Paradise flying snakes sustain on a diet consisting mostly of frogs and lizards, thus it is important that you have access to these feeders. House geckos and anoles are readily available and should be their staple diet, but small rodents can be offered on occasion. You can also offer various species of hylids (tree frogs) to expand their dietary variety. That said, keep in mind that many feeder lizards and frogs are wild caught, which increases the risk of parasitic transmission. Therefore, you should be prepared to treat your paradise flying snake for parasites in the event they fall victim to a parasitic infection.

Paradise Flying Snake Diet and Feeding (Chrysopelea paradisi)
Paradise Flying Snake Eating | © 2020 Creatures of Nightshade

Sexing Paradise Flying Snakes

Since C. paradisi are a very delicate, slim-bodied snake, traditional methods of sexing are not advised. Sexual dimorphism exists, with females being larger than males and often exhibiting a more rounded head; but this method of sexing is not always guaranteed. Therefore, the safest, most accurate method of sexing this species is through DNA testing. The sex determination test can be performed through a specialized lab such as Rare Genetics, Inc. by simply sending in a shed to be tested. Results are typically received within a few business days and will accurately confirm the sex of the snake without having to use more invasive methods of sex determination.


Breeding

While captive bred specimens exist, they are currently rare and only available on a very limited basis; therefore, most available C. paradisi are wild caught imports. Little is known about their breeding behavior, but observations of wild specimens suggest that C. paradisi breeds in small groups. They are oviparous (egg-laying), with the average clutch yield being between 8-11 eggs.

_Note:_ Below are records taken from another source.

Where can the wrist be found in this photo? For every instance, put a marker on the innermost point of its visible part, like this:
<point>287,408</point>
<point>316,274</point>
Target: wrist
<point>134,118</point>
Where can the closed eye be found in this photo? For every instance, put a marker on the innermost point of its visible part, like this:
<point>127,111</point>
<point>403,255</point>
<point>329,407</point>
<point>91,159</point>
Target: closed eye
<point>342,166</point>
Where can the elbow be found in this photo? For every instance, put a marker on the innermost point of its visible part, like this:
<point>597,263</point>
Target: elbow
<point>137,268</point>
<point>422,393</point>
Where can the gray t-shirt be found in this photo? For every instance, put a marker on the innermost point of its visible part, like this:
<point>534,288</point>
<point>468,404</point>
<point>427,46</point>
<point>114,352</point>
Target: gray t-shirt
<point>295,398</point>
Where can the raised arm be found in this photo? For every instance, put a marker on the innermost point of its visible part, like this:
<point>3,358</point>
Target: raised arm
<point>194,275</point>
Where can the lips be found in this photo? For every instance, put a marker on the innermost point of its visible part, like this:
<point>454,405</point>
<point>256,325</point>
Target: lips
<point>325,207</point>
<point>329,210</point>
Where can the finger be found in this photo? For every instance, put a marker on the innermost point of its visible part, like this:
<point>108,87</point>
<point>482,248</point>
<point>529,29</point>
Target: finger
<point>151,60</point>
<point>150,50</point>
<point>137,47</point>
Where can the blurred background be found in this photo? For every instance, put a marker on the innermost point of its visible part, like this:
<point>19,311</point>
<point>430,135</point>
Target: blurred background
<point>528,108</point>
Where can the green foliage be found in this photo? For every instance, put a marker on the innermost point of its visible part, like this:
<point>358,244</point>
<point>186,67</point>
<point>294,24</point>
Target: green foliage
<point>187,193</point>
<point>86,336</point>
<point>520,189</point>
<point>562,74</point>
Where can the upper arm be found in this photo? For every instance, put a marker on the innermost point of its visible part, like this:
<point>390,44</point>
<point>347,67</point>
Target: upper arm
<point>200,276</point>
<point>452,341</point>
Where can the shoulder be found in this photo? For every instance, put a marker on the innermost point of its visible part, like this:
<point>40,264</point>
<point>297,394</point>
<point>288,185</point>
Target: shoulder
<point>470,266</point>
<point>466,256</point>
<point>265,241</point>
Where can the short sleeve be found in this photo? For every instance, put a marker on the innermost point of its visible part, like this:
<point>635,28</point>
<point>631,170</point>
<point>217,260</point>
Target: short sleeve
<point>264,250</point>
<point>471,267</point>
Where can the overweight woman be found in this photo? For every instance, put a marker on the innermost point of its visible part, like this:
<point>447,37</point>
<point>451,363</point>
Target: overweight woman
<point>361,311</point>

Establishing hatchlings has proven difficult due to their small size and fragility, but success is improving over time as keepers refine their methods.


Enrichment

One aspect of husbandry that is often overlooked is enrichment. While some snakes do better without it than others, offering enough appropriate enrichment for paradise flying snakes is important in order for them to thrive in captivity. This includes plenty of space to climb, as well as many perches and platforms to climb onto. Grapevines, bendable branches, driftwood and PVC pipes work well in providing the proper climbing enrichment. Remember to include an appropriate basking light for them to utilize, as well.

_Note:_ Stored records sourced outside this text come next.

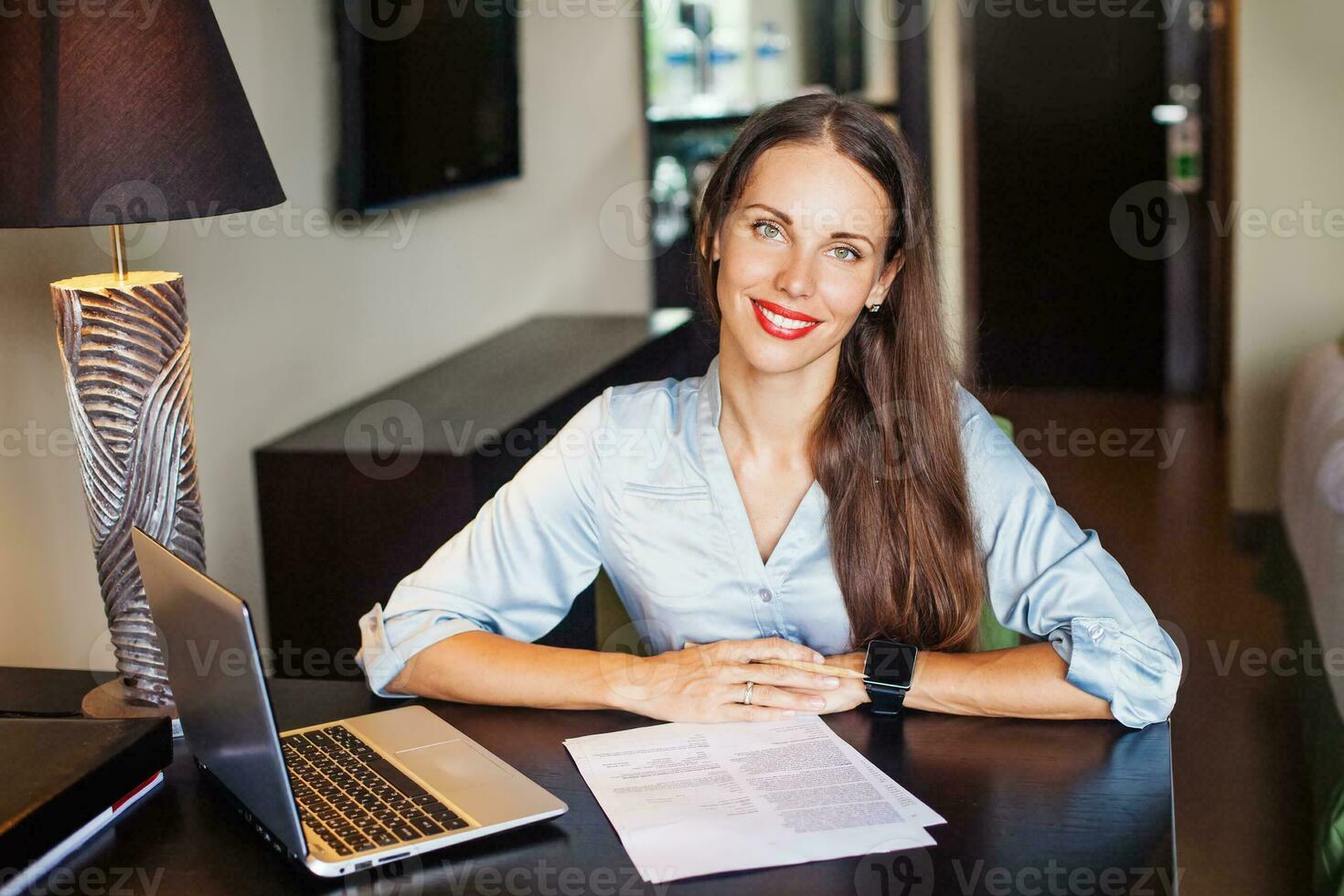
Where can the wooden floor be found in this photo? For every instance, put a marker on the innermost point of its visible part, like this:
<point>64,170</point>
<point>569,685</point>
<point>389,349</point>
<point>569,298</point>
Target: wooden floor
<point>1241,795</point>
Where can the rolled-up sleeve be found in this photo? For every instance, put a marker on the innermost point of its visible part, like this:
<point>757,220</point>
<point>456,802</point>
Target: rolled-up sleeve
<point>1051,579</point>
<point>514,570</point>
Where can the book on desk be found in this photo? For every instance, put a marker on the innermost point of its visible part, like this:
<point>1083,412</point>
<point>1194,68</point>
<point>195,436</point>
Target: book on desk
<point>66,781</point>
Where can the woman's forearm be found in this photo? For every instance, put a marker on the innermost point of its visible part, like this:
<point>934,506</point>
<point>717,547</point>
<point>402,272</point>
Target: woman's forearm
<point>480,667</point>
<point>1027,681</point>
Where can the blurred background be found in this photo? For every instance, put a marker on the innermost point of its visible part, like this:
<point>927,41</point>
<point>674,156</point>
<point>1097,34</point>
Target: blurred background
<point>1140,211</point>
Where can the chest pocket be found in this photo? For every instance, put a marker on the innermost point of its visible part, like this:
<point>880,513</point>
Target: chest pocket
<point>671,538</point>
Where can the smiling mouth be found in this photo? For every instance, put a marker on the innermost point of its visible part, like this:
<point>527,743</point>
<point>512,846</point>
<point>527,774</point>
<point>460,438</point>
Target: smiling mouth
<point>780,321</point>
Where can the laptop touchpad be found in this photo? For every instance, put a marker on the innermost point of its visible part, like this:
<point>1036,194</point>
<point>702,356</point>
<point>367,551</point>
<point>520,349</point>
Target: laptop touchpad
<point>452,766</point>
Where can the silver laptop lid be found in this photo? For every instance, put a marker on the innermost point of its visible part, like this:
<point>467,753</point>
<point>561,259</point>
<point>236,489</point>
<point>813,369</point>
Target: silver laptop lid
<point>214,667</point>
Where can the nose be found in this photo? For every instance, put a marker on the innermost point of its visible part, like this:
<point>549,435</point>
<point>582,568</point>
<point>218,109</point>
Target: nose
<point>795,277</point>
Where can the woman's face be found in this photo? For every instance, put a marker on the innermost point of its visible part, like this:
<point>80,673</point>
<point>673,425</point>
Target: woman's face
<point>801,255</point>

I also recommend including an elevated water source for them to drink from. I prefer to use small glass pots used for plants that are fixed to the enclosure with suction cups. While a ground-level water dish can also be provided, mine seem to enjoy drinking from their elevated water source instead.

As with most wild caught imports, it is important to limit handling as much as possible. paradise flying snakes are not very handleable and will often bite and musk as they attempt to quickly escape your grasp.


Conclusion

In summary, paradise flying snakes are a fascinating species renowned for their unique ability to glide from the treetops they inhabit. While not an easy species to keep, they will thrive under the correct care and are slowly becoming more established in captivity. This species is very rewarding to keep as a display animal for those who are familiar with arboreal Colubrids. Their vibrant coloration, inquisitive nature and interesting behaviors are unlike any other snake, and we hope to enjoy these remarkable tree gliders for many more years to come.